Netherworld is an engaging and engaged investigation of some of the most important ways of looking into the future employed by peoples of the past. Robert Temple lights up the darker reaches of the subject with abounding enthusiasm and an active sympathy for early questioners and fortune-telling professionals. He balances a robust scepticism toward potential cheats, biased readings, and strategies for establishing clairvoyant authority with a deep respect for the urge to discover the way things are tending.

Ranging heroically across ages and places, Temple brings the same fascination to each of many ancient modes of anticipating events (although astrology is, refreshingly, relegated back to the rather low-rent status it had in the Classical world), while looking for patterns in these ways of looking for patterns in the world. His concern to pick out what has been excluded from commentary can seem overstretched in places, but it's effective because this book works by not passing over the odd shape of anything.
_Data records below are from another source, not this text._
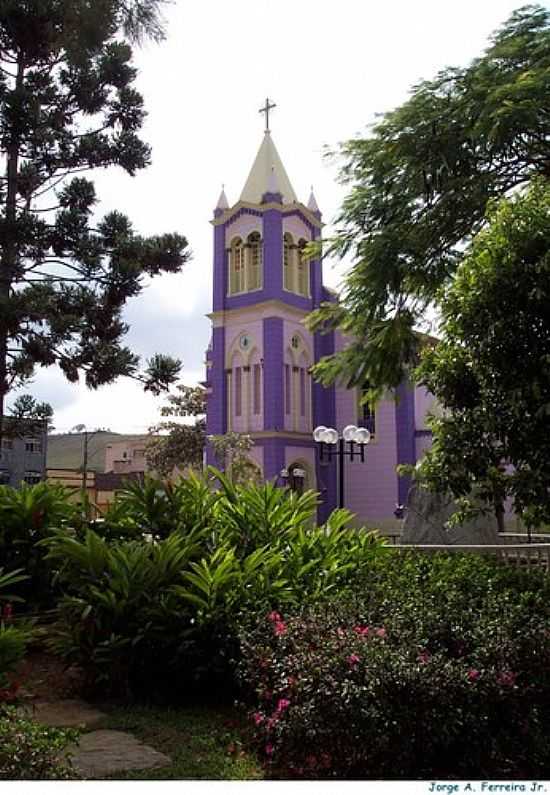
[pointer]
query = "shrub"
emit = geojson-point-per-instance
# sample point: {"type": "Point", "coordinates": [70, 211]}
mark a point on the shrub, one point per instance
{"type": "Point", "coordinates": [143, 618]}
{"type": "Point", "coordinates": [30, 752]}
{"type": "Point", "coordinates": [27, 516]}
{"type": "Point", "coordinates": [408, 683]}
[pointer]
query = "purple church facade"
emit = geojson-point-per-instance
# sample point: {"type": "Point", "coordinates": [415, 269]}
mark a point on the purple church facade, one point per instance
{"type": "Point", "coordinates": [258, 380]}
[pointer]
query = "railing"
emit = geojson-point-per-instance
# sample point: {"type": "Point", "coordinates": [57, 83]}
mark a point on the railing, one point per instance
{"type": "Point", "coordinates": [526, 555]}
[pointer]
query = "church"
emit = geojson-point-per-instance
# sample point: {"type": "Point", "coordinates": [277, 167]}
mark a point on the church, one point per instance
{"type": "Point", "coordinates": [258, 363]}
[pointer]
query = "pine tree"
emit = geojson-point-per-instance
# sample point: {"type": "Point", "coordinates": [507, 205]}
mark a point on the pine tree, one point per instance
{"type": "Point", "coordinates": [68, 105]}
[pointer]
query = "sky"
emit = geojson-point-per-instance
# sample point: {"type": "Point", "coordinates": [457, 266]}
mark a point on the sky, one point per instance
{"type": "Point", "coordinates": [330, 67]}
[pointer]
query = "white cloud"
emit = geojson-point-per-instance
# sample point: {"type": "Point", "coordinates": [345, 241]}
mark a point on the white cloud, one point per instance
{"type": "Point", "coordinates": [329, 67]}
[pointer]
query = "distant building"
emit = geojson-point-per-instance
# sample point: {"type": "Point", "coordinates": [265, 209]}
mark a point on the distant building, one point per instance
{"type": "Point", "coordinates": [101, 487]}
{"type": "Point", "coordinates": [23, 457]}
{"type": "Point", "coordinates": [261, 353]}
{"type": "Point", "coordinates": [127, 456]}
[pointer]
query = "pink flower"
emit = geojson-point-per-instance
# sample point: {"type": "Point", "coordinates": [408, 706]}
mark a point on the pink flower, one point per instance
{"type": "Point", "coordinates": [506, 678]}
{"type": "Point", "coordinates": [280, 628]}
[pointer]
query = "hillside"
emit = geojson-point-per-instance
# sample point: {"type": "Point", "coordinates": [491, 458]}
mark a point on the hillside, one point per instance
{"type": "Point", "coordinates": [65, 449]}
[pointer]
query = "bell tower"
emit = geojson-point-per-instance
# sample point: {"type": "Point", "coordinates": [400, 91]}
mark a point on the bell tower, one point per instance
{"type": "Point", "coordinates": [260, 355]}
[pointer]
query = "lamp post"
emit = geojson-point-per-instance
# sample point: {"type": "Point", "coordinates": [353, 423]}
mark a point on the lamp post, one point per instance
{"type": "Point", "coordinates": [331, 443]}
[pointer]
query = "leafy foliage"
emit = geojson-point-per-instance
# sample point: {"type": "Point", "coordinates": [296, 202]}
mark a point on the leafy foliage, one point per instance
{"type": "Point", "coordinates": [68, 105]}
{"type": "Point", "coordinates": [232, 451]}
{"type": "Point", "coordinates": [32, 752]}
{"type": "Point", "coordinates": [450, 653]}
{"type": "Point", "coordinates": [181, 445]}
{"type": "Point", "coordinates": [419, 185]}
{"type": "Point", "coordinates": [491, 373]}
{"type": "Point", "coordinates": [27, 516]}
{"type": "Point", "coordinates": [161, 616]}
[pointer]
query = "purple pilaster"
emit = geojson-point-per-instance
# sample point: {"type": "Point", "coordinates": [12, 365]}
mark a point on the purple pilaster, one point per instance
{"type": "Point", "coordinates": [220, 268]}
{"type": "Point", "coordinates": [316, 275]}
{"type": "Point", "coordinates": [324, 413]}
{"type": "Point", "coordinates": [274, 457]}
{"type": "Point", "coordinates": [273, 254]}
{"type": "Point", "coordinates": [273, 374]}
{"type": "Point", "coordinates": [405, 431]}
{"type": "Point", "coordinates": [216, 413]}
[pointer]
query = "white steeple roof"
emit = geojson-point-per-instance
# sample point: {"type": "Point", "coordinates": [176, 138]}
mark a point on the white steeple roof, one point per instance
{"type": "Point", "coordinates": [267, 170]}
{"type": "Point", "coordinates": [312, 202]}
{"type": "Point", "coordinates": [222, 204]}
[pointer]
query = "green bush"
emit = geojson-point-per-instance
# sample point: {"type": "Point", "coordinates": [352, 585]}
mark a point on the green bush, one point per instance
{"type": "Point", "coordinates": [31, 752]}
{"type": "Point", "coordinates": [441, 669]}
{"type": "Point", "coordinates": [13, 640]}
{"type": "Point", "coordinates": [27, 516]}
{"type": "Point", "coordinates": [145, 617]}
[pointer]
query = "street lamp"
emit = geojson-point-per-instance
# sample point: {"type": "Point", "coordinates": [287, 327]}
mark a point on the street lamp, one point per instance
{"type": "Point", "coordinates": [331, 443]}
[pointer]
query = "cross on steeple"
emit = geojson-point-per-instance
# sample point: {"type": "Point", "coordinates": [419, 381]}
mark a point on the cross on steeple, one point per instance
{"type": "Point", "coordinates": [267, 107]}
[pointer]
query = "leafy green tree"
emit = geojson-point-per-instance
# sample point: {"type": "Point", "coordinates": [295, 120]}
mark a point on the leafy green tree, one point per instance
{"type": "Point", "coordinates": [68, 105]}
{"type": "Point", "coordinates": [178, 444]}
{"type": "Point", "coordinates": [28, 416]}
{"type": "Point", "coordinates": [419, 185]}
{"type": "Point", "coordinates": [491, 371]}
{"type": "Point", "coordinates": [233, 451]}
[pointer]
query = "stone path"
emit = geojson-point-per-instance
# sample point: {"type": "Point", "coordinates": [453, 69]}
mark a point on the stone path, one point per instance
{"type": "Point", "coordinates": [67, 714]}
{"type": "Point", "coordinates": [104, 752]}
{"type": "Point", "coordinates": [99, 752]}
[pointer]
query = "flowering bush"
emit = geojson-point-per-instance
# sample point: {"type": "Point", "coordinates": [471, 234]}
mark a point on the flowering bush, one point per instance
{"type": "Point", "coordinates": [416, 687]}
{"type": "Point", "coordinates": [31, 752]}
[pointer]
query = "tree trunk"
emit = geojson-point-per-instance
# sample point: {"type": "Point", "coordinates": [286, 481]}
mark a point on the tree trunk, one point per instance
{"type": "Point", "coordinates": [9, 248]}
{"type": "Point", "coordinates": [499, 513]}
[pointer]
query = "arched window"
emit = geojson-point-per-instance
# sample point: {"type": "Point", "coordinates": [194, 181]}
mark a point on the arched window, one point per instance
{"type": "Point", "coordinates": [254, 275]}
{"type": "Point", "coordinates": [236, 267]}
{"type": "Point", "coordinates": [302, 268]}
{"type": "Point", "coordinates": [367, 412]}
{"type": "Point", "coordinates": [288, 250]}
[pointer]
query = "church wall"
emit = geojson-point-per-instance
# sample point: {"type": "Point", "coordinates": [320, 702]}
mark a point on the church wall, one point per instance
{"type": "Point", "coordinates": [242, 226]}
{"type": "Point", "coordinates": [370, 488]}
{"type": "Point", "coordinates": [304, 455]}
{"type": "Point", "coordinates": [234, 329]}
{"type": "Point", "coordinates": [296, 227]}
{"type": "Point", "coordinates": [301, 357]}
{"type": "Point", "coordinates": [257, 455]}
{"type": "Point", "coordinates": [423, 403]}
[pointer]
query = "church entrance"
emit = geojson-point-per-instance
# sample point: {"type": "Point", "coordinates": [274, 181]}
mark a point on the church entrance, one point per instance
{"type": "Point", "coordinates": [298, 479]}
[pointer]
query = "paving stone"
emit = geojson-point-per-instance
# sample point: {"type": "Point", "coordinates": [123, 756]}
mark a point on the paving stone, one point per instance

Temple begins by exploring a rubbish-strewn tunnel in Southern Italy before claiming it as the original oracle visited by Homer and Aeneas. He provides a thorough and lively account of the oracular establishments across Greece and Italy, and demands a more realistic reappraisal of their place in the culture. He repeatedly draws attention to activities that are usually passed over in perplexity or embarrassment, particularly extispicy, the ubiquitous sacrifices and entrail-examinations of Classical Greece and Rome. It is a measure of his engagement with his subject that he can tell you what it is like to examine a freshly excised liver in an abattoir.

Gradations and varieties of oracular material and practice are duly clarified: "Signs indicate what might happen in nature, but portents are supposed to indicate what will occur with reference to ourselves". And in each case these practices were not just attempts to see what is coming, but culturally-specific confirmations that the individual, the group, or the state, fits into nature and into greater patterns.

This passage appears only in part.